To be clear, I’m not saying there’s nobody out there - I know Jeff Haley is barreling in here like the Kool-Aid Man who discovered Ozempic to plant his Kyle Smith flag, and I’m willing to listen - I just think the market is a little thin right now, and that’s before we consider the real possibility that two of the teams I mentioned as being fish as big or bigger than Texas (Indiana & North Carolina) possibly being in the market and interested in the same coaches as the Longhorns. This is shaping up to be a market where Indiana money-whips Dusty May, North Carolina snags Eric Musselman, and Texas overpays for like, Sean Miller; that’s not really the kind of coaching change that I think would inspire Texas fans. They want to feel the way they did when Chris Beard was hired, and I don’t know that that guy is out there. I mean, that guy is out there, he’s in Mississippi where the police don’t file reports on head coaches. But not that that g- you know what, you know what I mean.
All that said, dangle Royal Ivey in my face and I might dump this whole blog into the Atlantic Ocean from 30,000 feet. I realize Ivey falls into the “scarce results” category - and given how he was basically Rooney Ruled the last time CDC looked for a new coach, he may not be interested any more - so this one qualifies as a leap of faith hire, but if they’re going to make a big swing on a relatively untested name then this one is the one I’d want. Texas could use some of that South Sudan coaching magic.
patent pending!
just waiting on the paperwork!
Good analysis! I'm a season ticket holder (just to set the context for my comment), and I have been on the fence about Terry all year. I don't think he was an "emotional hire" so much as a "Texas will get killed in the media" hire, after he helped hold the team together the year Beard was fired. And I don't mean that to be as negative as it sounds--getting beat up for letting Terry go would have likely had a pretty negative impact on the program, including by scaring off coaching prospects and recruits.
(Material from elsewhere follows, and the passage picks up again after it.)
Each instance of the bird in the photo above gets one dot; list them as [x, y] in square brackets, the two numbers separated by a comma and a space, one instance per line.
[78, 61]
As for whether Texas should move on, I tend to agree that the downside risk is likely too big. While it's frustrating to think that Texas is not likely to really compete at the top of the SEC, I also enjoy things like the win over A&M and over Kentucky this past weekend, and I think that a coaching change more likely results in Texas falling closer to the bottom of the league than rising to the top, especially given (as you discussed) the lack of a "slam dunk" candidate (insert disclaimer about how I thought Shaka was a slam dunk hire).
Thank you for this insightful analysis. I had the treat of being in Jay Hartzell’s office on the day RT was hired and to get to tell him how glad I was. Yes, it felt emotional, but also he seems such a decent man, and we sorely needed that after the felon dumpster fire. I hear the kvetching without knowing what to think, especially with important wins still cropping up, so thank you for the dive into the issues.